The renovation was designed by architect Howard Backen of Backen, Gillam & Kroeger Architects. The interiors were designed by Sarahliz Lawson Design, based in San Francisco.
The 2-story, 6,000-square-foot house has a 360-degree-view observatory and a bocce ball court.
Rates begin at $1,200 per night, and each guest is assigned a personal 24-hour concierge for the length of the stay.
Other amenities include feather bedding, pre-arrival luggage shipping, packing and unpacking services, and round-trip airport transfer from Napa Private Jet Center.

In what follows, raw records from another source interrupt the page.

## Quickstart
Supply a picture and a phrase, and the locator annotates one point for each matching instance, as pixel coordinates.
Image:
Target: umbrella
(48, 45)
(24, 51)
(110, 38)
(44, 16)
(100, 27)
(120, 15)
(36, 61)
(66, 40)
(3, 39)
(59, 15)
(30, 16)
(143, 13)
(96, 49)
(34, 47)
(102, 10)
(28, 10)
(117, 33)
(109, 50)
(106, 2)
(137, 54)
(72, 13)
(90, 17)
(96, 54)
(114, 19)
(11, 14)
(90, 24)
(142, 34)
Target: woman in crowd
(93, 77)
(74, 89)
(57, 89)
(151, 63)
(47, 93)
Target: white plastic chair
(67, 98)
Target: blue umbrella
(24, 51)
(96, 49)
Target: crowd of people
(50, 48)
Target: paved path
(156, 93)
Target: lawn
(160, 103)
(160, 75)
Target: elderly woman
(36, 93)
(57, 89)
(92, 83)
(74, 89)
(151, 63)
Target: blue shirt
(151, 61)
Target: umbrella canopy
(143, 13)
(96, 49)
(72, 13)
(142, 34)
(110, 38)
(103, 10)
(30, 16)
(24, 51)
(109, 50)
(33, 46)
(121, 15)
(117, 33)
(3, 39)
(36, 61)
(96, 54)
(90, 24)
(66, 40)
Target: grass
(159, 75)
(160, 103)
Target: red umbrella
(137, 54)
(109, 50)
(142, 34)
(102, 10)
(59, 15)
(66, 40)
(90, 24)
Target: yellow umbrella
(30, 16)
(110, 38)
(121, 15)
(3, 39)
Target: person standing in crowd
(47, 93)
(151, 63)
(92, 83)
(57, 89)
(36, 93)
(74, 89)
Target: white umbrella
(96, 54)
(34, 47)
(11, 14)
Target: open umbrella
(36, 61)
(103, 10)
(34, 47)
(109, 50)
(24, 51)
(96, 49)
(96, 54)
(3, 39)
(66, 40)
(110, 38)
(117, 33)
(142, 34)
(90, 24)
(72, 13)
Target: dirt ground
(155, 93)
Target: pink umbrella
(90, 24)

A fully stocked kitchen is prestocked to guests’ liking, and the house Bentley is available for transportation.
Of the four rooms, the Elvis Room is named for Elvis Presley, who stayed at the inn during the filming of “Wild in the Country” in 1960. The walls are embellished with “Wild In the Country” movie posters as well as black-and-white photographs of Elvis and his cast, with houndstooth pillows on the California king-sized blue suede bed.
Initially a family home for prominent local merchant, James H. Francis, Calistoga’s Francis House was built in 1886 and is being converted into a five-room luxury inn.
From 1919–1946 the building was converted into the Calistoga Hospital. Changes in ownership, natural disasters and the passing of time contributed to the fading of the property. It was closed down by the state of California in 1965 and has remained vacant ever since.
In the 1970s it was listed in the National Register of Historic Places.
The renovation has been no small feat, said Richard Dwyer, who along with his wife Dina purchased the property in 2016 for about $650,000.
“It’s amazing it has survived earthquakes and fires,” Dwyer said, however, a large portion of the roof had collapsed into the attic and a portion of the second floor had fallen into the first floor.
The building also had to be seismically retrofit, and design elements needed to comply with historical preservation stipulations.
The Dwyers preserved the historic interior stone walls and oak plank flooring.
“Every little detail is important,” Dwyer said.
Dwyer is a San Francisco-based developer who has built and remodeled luxury homes in Hillsborough and Palo Alto. He is also a licensed real estate broker and general contractor. Dina is an interior designer who does both residential and commercial projects in San Francisco and New York.
The project has attracted a lot of inquiries from potential guests, Dwyer said, and rates will range from $650–$850 per night.
Guest rooms on the second and third floors will have California-sized king beds, organic bed linens, period writing desks, custom brass luggage racks and flat screen TVs.